This
basaltic detritus forms what is called the black cotton soil by the
English, for what reason I know not. [W. H. S.] The reason is that
cotton is very largely grown in the Nerbudda Valley, both on the
black soil and other soils. In Bundelkhand the black, friable soil,
often with a high proportion of organic matter, is called 'mar', and
is chiefly devoted to raising crops of wheat, gram, or chick-pea
(_Cicer arietinum_), linseed, and joar (_Holcus sorghum_). Cotton is
also sown in it, but not very generally. This black soil requires
little rain, and is fertile without manure. It absorbs water too
freely to be suitable for irrigation, and in most seasons does not
need it.

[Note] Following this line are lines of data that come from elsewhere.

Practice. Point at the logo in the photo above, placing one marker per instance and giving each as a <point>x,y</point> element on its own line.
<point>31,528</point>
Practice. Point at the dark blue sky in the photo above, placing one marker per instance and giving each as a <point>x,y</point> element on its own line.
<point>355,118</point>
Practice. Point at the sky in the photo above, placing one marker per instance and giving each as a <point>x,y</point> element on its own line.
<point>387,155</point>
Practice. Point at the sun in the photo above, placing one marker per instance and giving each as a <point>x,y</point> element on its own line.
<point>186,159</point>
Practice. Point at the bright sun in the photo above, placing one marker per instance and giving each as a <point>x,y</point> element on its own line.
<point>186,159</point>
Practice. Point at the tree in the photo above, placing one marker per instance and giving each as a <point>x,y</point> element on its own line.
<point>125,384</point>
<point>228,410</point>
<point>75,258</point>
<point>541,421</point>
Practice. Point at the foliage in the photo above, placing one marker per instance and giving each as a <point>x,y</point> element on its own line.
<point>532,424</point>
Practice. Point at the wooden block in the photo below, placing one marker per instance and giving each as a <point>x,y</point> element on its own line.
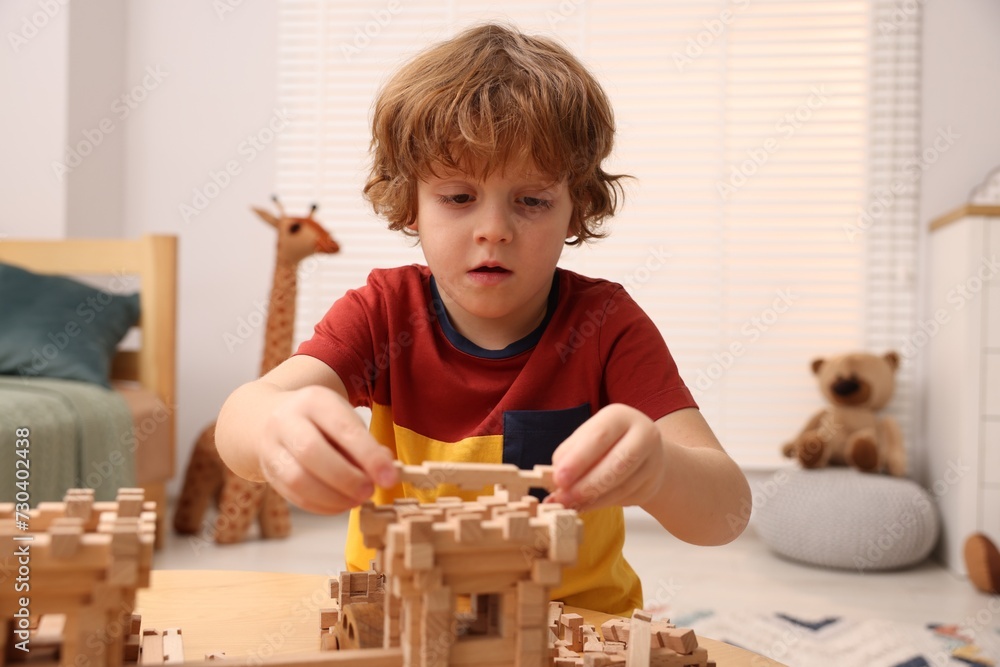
<point>531,647</point>
<point>564,537</point>
<point>130,649</point>
<point>152,647</point>
<point>124,572</point>
<point>681,640</point>
<point>468,528</point>
<point>615,629</point>
<point>532,605</point>
<point>49,632</point>
<point>79,506</point>
<point>418,552</point>
<point>130,504</point>
<point>329,617</point>
<point>555,611</point>
<point>515,527</point>
<point>639,641</point>
<point>66,534</point>
<point>572,631</point>
<point>328,641</point>
<point>173,646</point>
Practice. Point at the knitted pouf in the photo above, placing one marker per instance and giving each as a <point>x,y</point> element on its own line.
<point>842,518</point>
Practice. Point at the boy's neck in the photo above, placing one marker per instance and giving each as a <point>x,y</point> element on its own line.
<point>501,333</point>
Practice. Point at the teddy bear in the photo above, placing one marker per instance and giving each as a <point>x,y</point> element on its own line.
<point>849,431</point>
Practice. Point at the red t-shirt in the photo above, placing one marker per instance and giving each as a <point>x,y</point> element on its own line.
<point>437,396</point>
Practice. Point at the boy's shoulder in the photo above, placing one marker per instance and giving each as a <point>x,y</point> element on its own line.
<point>399,278</point>
<point>587,287</point>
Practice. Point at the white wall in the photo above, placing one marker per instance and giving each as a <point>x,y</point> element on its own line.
<point>217,87</point>
<point>34,71</point>
<point>961,95</point>
<point>961,90</point>
<point>207,82</point>
<point>178,88</point>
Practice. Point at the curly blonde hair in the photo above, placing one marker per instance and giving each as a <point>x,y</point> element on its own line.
<point>489,97</point>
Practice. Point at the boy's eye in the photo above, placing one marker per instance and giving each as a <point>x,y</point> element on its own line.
<point>456,199</point>
<point>535,202</point>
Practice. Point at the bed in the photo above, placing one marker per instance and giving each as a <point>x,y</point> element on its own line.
<point>116,428</point>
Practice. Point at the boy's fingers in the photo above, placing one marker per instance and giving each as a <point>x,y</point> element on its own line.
<point>585,448</point>
<point>617,467</point>
<point>350,436</point>
<point>311,494</point>
<point>306,448</point>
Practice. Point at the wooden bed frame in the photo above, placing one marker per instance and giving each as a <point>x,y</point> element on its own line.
<point>153,259</point>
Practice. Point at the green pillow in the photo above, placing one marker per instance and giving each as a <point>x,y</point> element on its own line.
<point>56,327</point>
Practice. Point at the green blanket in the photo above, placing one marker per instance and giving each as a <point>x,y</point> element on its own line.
<point>79,435</point>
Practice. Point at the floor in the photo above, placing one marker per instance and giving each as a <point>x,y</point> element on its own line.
<point>678,578</point>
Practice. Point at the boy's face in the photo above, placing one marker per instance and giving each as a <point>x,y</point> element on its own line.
<point>492,247</point>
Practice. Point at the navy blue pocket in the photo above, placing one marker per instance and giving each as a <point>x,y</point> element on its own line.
<point>530,436</point>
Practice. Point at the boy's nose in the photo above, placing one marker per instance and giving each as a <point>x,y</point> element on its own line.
<point>494,225</point>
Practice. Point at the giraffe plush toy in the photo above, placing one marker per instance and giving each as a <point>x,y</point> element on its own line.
<point>207,478</point>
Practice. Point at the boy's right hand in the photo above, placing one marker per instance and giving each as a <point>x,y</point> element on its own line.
<point>316,451</point>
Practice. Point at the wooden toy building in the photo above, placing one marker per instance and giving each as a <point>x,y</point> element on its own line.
<point>453,583</point>
<point>73,575</point>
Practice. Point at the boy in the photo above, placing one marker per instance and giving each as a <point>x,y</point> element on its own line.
<point>488,147</point>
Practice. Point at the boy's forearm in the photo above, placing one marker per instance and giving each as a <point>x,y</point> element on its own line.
<point>704,498</point>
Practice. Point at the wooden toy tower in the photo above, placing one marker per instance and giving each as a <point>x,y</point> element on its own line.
<point>78,563</point>
<point>504,552</point>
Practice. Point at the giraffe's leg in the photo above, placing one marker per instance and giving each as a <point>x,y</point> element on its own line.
<point>202,482</point>
<point>275,518</point>
<point>239,505</point>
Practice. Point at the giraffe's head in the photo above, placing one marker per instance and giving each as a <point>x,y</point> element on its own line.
<point>298,237</point>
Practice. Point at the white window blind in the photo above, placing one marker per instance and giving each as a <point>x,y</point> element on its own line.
<point>759,134</point>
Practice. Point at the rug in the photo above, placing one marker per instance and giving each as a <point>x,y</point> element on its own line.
<point>841,642</point>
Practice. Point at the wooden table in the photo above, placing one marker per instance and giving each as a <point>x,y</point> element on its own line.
<point>253,616</point>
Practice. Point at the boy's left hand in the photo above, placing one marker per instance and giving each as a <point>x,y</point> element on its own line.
<point>614,458</point>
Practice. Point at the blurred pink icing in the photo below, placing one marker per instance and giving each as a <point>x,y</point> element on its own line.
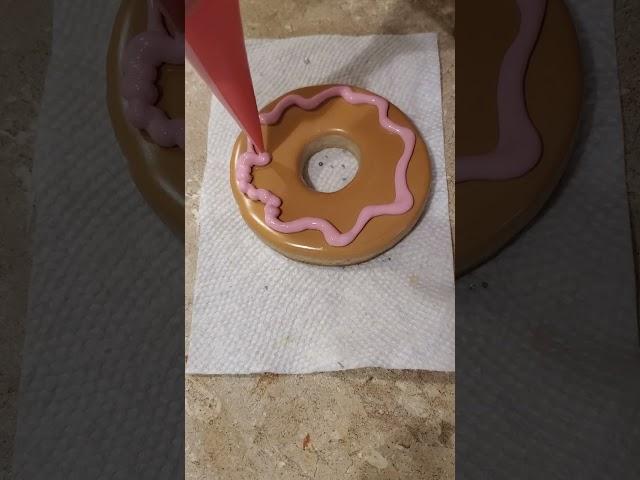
<point>519,146</point>
<point>403,199</point>
<point>142,57</point>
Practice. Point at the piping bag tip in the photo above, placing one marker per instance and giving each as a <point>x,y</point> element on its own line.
<point>214,44</point>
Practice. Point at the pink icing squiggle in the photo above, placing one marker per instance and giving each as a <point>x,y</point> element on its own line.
<point>143,55</point>
<point>403,198</point>
<point>519,146</point>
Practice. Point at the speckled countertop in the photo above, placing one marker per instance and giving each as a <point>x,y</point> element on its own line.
<point>365,424</point>
<point>368,423</point>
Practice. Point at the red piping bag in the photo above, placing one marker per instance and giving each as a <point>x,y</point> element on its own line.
<point>214,44</point>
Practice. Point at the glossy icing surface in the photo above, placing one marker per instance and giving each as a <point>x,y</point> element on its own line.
<point>403,199</point>
<point>519,145</point>
<point>490,213</point>
<point>158,172</point>
<point>143,56</point>
<point>295,135</point>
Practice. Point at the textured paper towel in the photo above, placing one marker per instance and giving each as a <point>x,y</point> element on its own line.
<point>547,355</point>
<point>104,330</point>
<point>255,310</point>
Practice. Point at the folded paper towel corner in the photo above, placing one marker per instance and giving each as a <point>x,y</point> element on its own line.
<point>255,310</point>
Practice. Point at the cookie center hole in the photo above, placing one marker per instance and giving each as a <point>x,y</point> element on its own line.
<point>330,169</point>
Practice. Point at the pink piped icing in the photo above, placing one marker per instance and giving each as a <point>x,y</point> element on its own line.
<point>142,57</point>
<point>403,198</point>
<point>519,146</point>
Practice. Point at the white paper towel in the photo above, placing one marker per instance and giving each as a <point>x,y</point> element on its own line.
<point>101,376</point>
<point>254,309</point>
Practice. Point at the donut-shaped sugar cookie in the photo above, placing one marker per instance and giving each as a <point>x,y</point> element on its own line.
<point>145,95</point>
<point>518,101</point>
<point>370,214</point>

The 'black cotton soil' is often known as _regur_, a
corruption of a Tamil word. 'The origin of _regur_ is a doubtful
question. . . . The dark coloration was attributed by earlier writers
to vegetable matter, and taken to indicate a large amount of humus in
the soil; more recent investigations make this doubtful, and in all
probability the colour is due to mineral constitution rather than to
the very scanty organic constituents of the soil,' It may possibly be
formed of 'wind-borne dust', like the loess plains of China (Oldham,
in _The Oxford Survey of the British Empire_, vol.